Adler, Alfred (1870 – 1937): Austrian psychologist and psychiatrist who disagreed with Freud’s idea that mental illness was caused by sexual conflicts in infancy, arguing that society and culture are significant factors. Adler introduced the concept of the inferiority complex.
Adler just wasn’t sexy.
You see, that’s the problem with humanity. It’s not that I’m a prude and object to sexualizing. Anything as vastly accepted, recognized and universally shared as sex is undoubtedly has across-the-board appeal.
But if you mention Sigmund Freud in front of the psychiatric community thinking that you are being wise and inventive, you might need to be prepared to be ridiculed for your lack of information. Making everything in life about sex is like insisting that pornography is a rite of passage for discovering how to interact with members of the opposite gender.
Adler had two major problems: he took away the sexiness AND he inserted the need to question ourselves on whether we felt inferior.
That last one’s a killer. That’s why people aren’t making movies about Adler, but every once in a while Freud gets stuck in because he gave us license to explore our strangeness and foibles by blaming our mother and father for a lack of warmth which caused us to become perverted.

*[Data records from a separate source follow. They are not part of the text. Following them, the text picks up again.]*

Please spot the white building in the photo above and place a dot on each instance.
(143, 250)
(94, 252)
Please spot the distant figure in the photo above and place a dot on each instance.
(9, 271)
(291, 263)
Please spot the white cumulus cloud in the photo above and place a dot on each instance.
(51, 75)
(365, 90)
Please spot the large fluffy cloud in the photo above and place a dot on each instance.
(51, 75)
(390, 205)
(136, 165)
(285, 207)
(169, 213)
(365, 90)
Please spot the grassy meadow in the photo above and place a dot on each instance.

That’s the difference. Freud gave us somebody to blame. Adler made people take personal responsibility for their own actions, their own culture, their own environment and their own feelings of insecurity.
Honestly, which one would YOU choose?
But somewhere along the line, in order for a society to grow out of being stuck in adolescence, people have to admit that they might just be their own worst problem. Yes, maybe our parents were not very good. After all the position comes with neither a manual nor any natural inclinations, contrary to popular opinion.

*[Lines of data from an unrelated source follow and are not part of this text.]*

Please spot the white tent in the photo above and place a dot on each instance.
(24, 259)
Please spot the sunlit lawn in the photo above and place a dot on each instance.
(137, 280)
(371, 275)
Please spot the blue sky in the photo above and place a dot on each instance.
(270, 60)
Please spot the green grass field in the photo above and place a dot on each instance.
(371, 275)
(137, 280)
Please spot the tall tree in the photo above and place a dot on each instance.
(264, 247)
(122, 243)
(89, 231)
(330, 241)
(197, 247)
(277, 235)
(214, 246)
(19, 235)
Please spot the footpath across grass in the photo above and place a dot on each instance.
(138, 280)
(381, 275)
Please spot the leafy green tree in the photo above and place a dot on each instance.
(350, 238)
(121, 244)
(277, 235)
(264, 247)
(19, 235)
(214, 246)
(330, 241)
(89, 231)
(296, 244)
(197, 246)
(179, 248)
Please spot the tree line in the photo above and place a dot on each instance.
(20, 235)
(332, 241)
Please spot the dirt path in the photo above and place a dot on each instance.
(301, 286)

What we do at age thirty-five needs to cease to have anything to do with what happened to us at age four. Otherwise, we pass on the impression that everyone in the world is really sick, waiting for a diagnosis to come along and rationalize erratic behavior.
Adler may have had a whole lot more on the ball because he asked people to trace ALL the factors of their lives, and also to consider that taking a back seat to others is a personal decision rather than a permanent position.
Freud, on the other hand, made everything about erogenous zones and how we feel deprived, which caused us to act out as little children.
So we have to STOP being “children in the marketplace”–grow up, forgive the failures of our families, and start allowing ourselves to inhabit a persona which is ours alone and not at the mercy of the indiscretions of others.
Yes, if our society does not grow out of its “teenager phase, ” we will continue to throw tantrums, lie and never get our homework done.
And when the homework is not done, the national need will never be met.